Vous savez, la moutarde commençait à me monter au nez.

— C’est donc quelque chose de bien important qu’une pareille chatte ? poursuivis-je. Et le libellule de répondre :

— Comment oses-tu parler ainsi ? Ne sais-tu pas que c’est ma chatte et que la comtesse elle-même la caressait ?

Ce disant, elle me flanqua un soufflet, mais moi qui dès l’enfance avais aussi la main leste, je n’hésitai pas une minute, je saisis un sale balai et le lui appliquai vigoureusement sur les reins…

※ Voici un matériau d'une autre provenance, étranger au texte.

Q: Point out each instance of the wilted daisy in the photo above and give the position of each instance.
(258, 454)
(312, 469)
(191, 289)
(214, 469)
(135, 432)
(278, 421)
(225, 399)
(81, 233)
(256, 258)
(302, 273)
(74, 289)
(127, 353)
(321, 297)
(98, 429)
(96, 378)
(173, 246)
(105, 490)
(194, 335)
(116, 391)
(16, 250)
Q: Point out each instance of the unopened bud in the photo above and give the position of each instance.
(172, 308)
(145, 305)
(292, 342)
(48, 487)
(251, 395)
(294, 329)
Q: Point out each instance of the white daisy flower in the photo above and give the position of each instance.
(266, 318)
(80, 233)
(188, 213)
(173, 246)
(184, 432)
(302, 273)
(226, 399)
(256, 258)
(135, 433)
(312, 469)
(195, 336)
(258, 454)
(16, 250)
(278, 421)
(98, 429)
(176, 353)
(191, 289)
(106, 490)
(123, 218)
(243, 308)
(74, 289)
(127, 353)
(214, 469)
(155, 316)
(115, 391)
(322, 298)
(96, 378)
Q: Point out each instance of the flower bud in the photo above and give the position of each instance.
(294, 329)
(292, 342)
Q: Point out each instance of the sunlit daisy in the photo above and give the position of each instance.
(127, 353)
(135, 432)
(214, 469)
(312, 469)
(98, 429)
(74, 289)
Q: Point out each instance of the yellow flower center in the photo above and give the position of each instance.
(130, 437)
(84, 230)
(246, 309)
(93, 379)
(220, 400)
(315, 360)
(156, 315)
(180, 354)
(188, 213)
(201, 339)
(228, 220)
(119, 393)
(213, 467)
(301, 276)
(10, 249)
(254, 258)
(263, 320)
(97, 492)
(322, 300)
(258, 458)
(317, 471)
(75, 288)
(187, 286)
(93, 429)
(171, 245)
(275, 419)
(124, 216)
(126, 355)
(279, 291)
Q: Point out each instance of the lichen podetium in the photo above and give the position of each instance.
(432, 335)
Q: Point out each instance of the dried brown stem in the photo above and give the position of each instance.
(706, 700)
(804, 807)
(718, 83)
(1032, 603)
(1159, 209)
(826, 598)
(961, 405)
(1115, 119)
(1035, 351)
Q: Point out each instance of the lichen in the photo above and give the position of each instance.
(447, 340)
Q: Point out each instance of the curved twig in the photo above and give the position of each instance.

Mon Dieu, quelle histoire ce fut alors ! On me conduisit au bureau de l’intendant allemand pour y être jugé suivant la gravité de mon crime, et il décida que je serais fouetté aussi cruellement que possible, puis exclu du service de l’écurie et envoyé au jardin anglais où je casserais des cailloux… Je fus fouetté sans miséricorde, à telles enseignes que je ne pus même pas me relever et qu’on dut me rapporter sur une natte chez mon père… Cela ne m’aurait encore rien fait, mais être condamné à rester à genoux dans une allée du jardin et à casser des pierres avec un marteau, c’était pour moi un supplice si terrible qu’après avoir longuement cherché un moyen de m’y soustraire, je résolus d’en finir avec la vie. Muni d’une corde solide que je m’étais fait donner par un laquais, j’allai le soir prendre un bain, ensuite je me rendis dans un petit bois de trembles situé derrière le pailler ; je m’agenouillai, je priai pour tous les chrétiens, j’attachai ma corde à une branche d’arbre, je fis un nœud coulant et j’y introduisis ma tête. Il ne restait plus qu’à donner un branle à la corde et c’était une affaire faite… Pendant tous ces préparatifs, j’avais conservé une entière liberté d’esprit, mais à peine venais-je de me lancer dans l’éternité que je me vis étendu par terre, devant moi était debout un tsigane qui tenait un couteau à la main et qui riait ; dans l’obscurité ses dents extrêmement blanches mettaient une tache lumineuse sur sa face noire.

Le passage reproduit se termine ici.